Train up children in the way they should go; even when they are old they will not depart from it (Proverbs 22:6, NASB1995).
Recently I noticed one of my granddaughters had a blue hand.
This wasn’t a surprise since she previously had a yellow hand, a red face, and purple feet. She loves magic markers and thinks the world, or anything she sees while having a magic marker in her hand, should have more color.
I said to her, “I see that you have a blue hand today.” Her response in a rather matter-of-fact tone was, “Yes, all the other kids in pre-school are allowed to use magic markers except me.”
HHHHMMMHHHM! My response – laughter!
My daughter describes my granddaughter as “She has bursts of artistic creativity.” I agree, and before we had the interior of our house repainted, we had several “bursts of artistic creativity” magic marker murals on walls.
I admit that when I first noticed the murals in my house, my response wasn’t laughter. Whenever I got upset with my children or get irritated with my grandchildren, my wife says to me, “Remember how you were raised.”
How was I raised?
With any big idea I had, my father didn’t demean the thought or talk about impossibility. He sat down with me and worked out a way to accomplish it.
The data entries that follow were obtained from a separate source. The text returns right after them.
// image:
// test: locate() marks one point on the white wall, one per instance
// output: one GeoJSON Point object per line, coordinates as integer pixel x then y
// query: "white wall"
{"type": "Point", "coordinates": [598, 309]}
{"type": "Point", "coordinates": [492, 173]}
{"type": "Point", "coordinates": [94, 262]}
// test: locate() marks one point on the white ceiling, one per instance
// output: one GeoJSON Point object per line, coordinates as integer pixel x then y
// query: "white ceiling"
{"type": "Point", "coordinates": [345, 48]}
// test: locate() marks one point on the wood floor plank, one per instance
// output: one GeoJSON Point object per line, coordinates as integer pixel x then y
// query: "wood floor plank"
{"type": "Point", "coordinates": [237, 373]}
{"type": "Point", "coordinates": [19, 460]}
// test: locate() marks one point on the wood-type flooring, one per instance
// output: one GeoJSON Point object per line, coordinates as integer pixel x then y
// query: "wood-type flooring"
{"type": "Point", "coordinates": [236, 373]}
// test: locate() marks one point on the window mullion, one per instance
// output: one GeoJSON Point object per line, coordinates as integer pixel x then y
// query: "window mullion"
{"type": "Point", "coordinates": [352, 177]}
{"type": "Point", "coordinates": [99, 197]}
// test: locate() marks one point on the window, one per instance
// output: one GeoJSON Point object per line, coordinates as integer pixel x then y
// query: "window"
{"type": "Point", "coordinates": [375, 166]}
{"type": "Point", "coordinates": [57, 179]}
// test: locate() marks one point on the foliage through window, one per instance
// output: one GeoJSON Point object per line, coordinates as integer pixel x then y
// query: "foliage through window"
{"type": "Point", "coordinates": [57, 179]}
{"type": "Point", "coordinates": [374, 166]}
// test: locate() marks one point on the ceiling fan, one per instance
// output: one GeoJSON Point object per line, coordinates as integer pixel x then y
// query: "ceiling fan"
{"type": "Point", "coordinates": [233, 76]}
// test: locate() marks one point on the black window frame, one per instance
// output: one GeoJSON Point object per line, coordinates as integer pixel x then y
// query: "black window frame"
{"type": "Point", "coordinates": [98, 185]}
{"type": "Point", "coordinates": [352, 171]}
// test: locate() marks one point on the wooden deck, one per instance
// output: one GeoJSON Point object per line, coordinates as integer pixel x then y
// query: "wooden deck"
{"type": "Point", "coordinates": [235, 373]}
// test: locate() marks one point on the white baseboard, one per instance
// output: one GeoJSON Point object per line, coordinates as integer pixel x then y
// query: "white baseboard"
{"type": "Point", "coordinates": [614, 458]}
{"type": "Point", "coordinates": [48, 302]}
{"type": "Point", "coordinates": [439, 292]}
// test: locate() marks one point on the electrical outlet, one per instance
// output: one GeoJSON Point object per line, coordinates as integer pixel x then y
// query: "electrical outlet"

I had lots of failures, could be destructive with his tools, and even tried to remodel the front door of our childhood home once.
My dad laughed.
I continue to learn as a grandparent – to raise up as I was raised.
My wife handles the escapades of “raise up” with more aplomb than I do. She was better with our children and is better with our grandchildren. I often have a fit before I get to the aplomb. My standard line when my children did something destructive was, “This is going to be so expensive; there goes your college education.”
The phrase “there goes your college education” is still legend at family dinners today. And despite my threats, all of them have college degrees.
I’m more lenient with my grandchildren, and I even find myself encouraging their ideas while thinking, “How can I help them?” So far, it has involved new bicycles, almost endless hours of watching youth sports, and I will help them with short-term mission trips when they are in high school or college.
I’ve listened to pastors/preachers/teachers indicate the application of “raise up children in the way they should go, and later they won’t depart from it” as something like “Take your kids to church and make them memorize Bible verses, and after they have enjoyed a few rebellious years, they will return to the faith.”
Often parents who apply this rule don’t follow the Lord closely, with the erratic nature of their children’s behavior being exactly how they were raised. I, however, had parents who prayed, read the Bible, and loved Jesus.
My parents didn’t argue. They wanted the best for me and helped me develop an “I can do this” attitude.
I prayed to be a parent like my parents, and now I want to be a grandparent who encourages magic marker creativity rather than showing frustration over murals on walls or colored hands.
After all, their parents can worry about their college education.